If unsuccessful attempts at communication become very frustrating, it
may be better to take a break. The desire for social interaction
generally remains, even in those with advanced Huntington's disease, so strategies for
communication should be a priority.
Falls
Falls are common in persons with Huntington's disease, and can be a source of
significant morbidity. Usually seen more in the moderate to advanced
stages, they often result from the combination of spasticity,
rigidity, chorea, and loss of balance.
Pharmacotherapy to prevent falls could include treatment of chorea, rigidity, spasticity and
dystonia, while minimizing the use of drugs such as neuroleptics and
benzodiazepines, whose side effects include sedation, ataxia, or
parkinsonism. Most efforts at prevention, however, involve not drugs,
but modification of the environment and behavior of the patient.
Occupational and physical therapists can instruct patients in how to
sit, stand, transfer, and walk more safely. Installing handrails in
key locations, and minimizing the use of stairs can help to reduce
falls. Some families convert a ground floor office or den into a
bedroom. Furniture such as tables and desks, particularly items with
sharp corners, should be arrayed along the periphery of the room,
where they will present less of an obstacle. Floors should be
carpeted to lessen the impact when falls do occur. Patients who fall
out of bed may have a mattress placed beside the bed at night, or may
sleep on a mattress placed directly on the floor.
Huntington's disease patients will eventually become unable to walk and will need to
be transported in a wheelchair. A weighted and padded chair, perhaps
with a wedge to keep the hips tilted, or a pommel between the legs,
may minimize the chance of a severely choreic or dystonic patient
falling or sliding out, or knocking over the chair (see Appendix
3).
Use of a wheelchair is not an all or nothing proposition.
Mobility may be extended by using the wheelchair for longer
excursions and using other assistive devices such as a walker for
shorter distances, or in the home. Walkers with front wheels may be
particularly useful when rigidity or loss of balance is a problem.
Patients who are particularly prone to falls sometimes wear helmets,
or elbow and knee pads to minimize injury. Physical therapy may also
help by teaching patients how to minimize injury in a fall and how to
get up again after a fall.
General safety measures
A number of other environmental interventions may reduce the risk of
injury. Patients who smoke should do so in a room without flammables,
such as rugs, curtains and overstuffed furniture. Patients may need
to stop using sharp knives and to switch to microwave cooking to
prevent burns and spills.
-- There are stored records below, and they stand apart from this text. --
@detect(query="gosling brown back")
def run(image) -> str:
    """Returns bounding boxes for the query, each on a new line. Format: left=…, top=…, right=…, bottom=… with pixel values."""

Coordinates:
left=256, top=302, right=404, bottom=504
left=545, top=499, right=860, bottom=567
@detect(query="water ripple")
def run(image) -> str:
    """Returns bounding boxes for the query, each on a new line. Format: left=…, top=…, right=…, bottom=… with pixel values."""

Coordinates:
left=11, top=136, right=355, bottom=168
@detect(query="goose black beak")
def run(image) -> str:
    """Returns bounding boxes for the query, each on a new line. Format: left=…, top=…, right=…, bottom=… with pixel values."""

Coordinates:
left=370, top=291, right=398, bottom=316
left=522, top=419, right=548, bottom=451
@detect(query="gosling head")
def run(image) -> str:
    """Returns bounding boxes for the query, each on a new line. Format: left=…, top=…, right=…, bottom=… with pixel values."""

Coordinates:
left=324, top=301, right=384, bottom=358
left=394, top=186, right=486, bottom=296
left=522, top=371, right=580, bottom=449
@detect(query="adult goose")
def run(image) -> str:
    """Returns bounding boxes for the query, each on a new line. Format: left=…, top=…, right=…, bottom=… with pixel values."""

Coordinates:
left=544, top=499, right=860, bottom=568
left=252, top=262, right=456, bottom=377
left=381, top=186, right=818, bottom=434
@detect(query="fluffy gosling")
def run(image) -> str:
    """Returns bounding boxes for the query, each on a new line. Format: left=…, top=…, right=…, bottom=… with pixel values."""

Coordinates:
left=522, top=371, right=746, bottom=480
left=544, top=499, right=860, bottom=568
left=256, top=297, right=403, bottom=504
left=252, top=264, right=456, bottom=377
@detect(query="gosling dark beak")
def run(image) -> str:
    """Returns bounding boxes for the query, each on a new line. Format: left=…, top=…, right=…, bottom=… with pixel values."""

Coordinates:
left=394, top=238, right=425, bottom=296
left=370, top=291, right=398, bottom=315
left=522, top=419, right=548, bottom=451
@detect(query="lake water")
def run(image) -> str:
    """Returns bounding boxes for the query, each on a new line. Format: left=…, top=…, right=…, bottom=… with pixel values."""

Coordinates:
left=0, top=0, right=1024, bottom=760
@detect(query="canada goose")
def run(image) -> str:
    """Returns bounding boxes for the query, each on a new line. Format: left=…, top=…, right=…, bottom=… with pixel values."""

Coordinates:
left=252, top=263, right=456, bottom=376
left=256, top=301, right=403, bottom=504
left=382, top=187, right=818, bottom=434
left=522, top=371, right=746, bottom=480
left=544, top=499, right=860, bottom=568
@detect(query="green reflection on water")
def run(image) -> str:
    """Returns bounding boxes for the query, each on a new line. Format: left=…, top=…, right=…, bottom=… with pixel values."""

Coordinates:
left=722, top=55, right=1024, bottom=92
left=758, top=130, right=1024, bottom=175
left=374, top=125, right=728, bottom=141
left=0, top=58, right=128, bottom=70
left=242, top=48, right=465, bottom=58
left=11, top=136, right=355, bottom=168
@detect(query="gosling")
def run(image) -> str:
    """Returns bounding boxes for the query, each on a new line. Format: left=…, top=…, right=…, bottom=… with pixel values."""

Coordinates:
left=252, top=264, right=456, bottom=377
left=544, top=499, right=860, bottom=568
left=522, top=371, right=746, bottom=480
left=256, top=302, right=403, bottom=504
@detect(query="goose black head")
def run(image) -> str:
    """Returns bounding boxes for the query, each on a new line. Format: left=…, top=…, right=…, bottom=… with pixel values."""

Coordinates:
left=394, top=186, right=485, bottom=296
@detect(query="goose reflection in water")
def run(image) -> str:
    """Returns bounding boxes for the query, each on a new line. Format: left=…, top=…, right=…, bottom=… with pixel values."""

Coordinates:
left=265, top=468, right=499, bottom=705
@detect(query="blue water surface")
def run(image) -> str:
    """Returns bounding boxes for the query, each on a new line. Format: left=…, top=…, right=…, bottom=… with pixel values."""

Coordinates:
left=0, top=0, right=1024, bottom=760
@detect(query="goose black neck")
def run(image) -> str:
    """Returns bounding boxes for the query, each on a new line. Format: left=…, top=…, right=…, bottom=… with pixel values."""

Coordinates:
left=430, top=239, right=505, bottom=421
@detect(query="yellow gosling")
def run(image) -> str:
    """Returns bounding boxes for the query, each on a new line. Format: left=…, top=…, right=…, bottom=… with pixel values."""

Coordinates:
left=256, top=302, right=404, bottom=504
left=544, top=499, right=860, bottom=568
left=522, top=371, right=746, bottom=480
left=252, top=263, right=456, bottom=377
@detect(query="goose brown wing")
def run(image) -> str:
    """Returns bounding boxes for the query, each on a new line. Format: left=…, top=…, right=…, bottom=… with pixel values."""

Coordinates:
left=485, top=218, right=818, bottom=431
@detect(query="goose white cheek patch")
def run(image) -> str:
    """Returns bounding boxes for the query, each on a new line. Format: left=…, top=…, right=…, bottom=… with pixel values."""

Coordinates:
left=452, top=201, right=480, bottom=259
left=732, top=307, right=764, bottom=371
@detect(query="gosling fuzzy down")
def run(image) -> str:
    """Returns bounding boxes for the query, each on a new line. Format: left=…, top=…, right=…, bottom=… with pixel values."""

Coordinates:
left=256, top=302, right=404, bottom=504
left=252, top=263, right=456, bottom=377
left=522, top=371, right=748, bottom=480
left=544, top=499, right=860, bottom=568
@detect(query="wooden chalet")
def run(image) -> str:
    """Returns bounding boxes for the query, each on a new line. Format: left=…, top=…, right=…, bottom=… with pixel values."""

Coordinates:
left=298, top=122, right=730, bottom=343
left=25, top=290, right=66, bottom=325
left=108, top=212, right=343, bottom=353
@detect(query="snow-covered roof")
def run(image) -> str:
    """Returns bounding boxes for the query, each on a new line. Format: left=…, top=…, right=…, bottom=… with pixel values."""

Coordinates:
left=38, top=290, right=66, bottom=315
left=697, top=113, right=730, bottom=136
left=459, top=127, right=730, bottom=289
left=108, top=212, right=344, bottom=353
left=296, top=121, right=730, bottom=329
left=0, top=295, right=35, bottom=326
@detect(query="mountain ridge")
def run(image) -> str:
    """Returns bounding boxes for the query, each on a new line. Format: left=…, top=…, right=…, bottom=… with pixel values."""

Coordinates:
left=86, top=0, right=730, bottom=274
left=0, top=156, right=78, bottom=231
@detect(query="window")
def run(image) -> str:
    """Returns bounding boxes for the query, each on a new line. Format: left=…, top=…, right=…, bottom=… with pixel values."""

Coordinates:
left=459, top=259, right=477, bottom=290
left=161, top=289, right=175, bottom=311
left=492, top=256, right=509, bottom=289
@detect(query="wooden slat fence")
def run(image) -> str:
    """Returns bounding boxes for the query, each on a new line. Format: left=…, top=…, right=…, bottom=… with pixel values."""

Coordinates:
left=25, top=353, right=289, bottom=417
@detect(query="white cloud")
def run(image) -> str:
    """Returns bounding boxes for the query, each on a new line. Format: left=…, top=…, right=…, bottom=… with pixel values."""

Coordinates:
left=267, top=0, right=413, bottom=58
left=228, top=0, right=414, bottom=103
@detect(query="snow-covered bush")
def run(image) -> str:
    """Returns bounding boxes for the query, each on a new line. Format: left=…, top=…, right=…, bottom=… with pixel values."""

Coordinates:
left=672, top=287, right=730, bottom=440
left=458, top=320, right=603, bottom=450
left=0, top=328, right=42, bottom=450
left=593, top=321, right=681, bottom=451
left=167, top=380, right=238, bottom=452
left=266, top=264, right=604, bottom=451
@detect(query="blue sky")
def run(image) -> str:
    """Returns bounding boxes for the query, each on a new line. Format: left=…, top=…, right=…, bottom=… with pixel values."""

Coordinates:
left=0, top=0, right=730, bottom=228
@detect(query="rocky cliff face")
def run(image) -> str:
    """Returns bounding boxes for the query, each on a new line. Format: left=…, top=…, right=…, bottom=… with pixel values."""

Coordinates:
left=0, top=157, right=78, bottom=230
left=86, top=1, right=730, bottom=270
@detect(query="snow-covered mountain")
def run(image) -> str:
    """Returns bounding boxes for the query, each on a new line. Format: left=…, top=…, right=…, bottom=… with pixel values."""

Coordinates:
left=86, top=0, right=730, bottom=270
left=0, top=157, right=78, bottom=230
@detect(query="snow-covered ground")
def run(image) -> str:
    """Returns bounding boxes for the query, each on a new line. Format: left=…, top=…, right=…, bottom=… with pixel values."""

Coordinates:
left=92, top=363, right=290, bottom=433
Falls in the bathroom are particularly
dangerous, but there are a variety of assistive devices that can be
installed.
Consultation with a visiting nurse, or a visit from a
physical or occupational therapist may be very helpful for any
mid-stage Huntington's disease patient being cared for in the home. A sample home visit
consultation form is provided in Appendix
4.
Disclaimer: The indications and dosages of
this material have either been recommended in the medical literature
or conform to the practices of physicians expert in the care of
people with Huntington's disease. The indications do not necessarily
have specific approval forth Food and Drug Administration (FDA) for
the indications and dosages for which they are recommended. The
package insert for each drug should be consulted for uses and dosage
approved by the FDA. Because standards for dosage change, it is
advisable to keep abreast of revised recommendations, particularly
those concerning new drugs. Statements and opinions expressed in this
book are not necessarily those of the Huntington's disease Society of
America, Inc. nor does HDSA promote, endorse, or recommend any
treatment or therapy mentioned herein. The lay reader should consult
a physician or other appropriate health care professional concerning
any advice, treatment or therapy set forth in this book.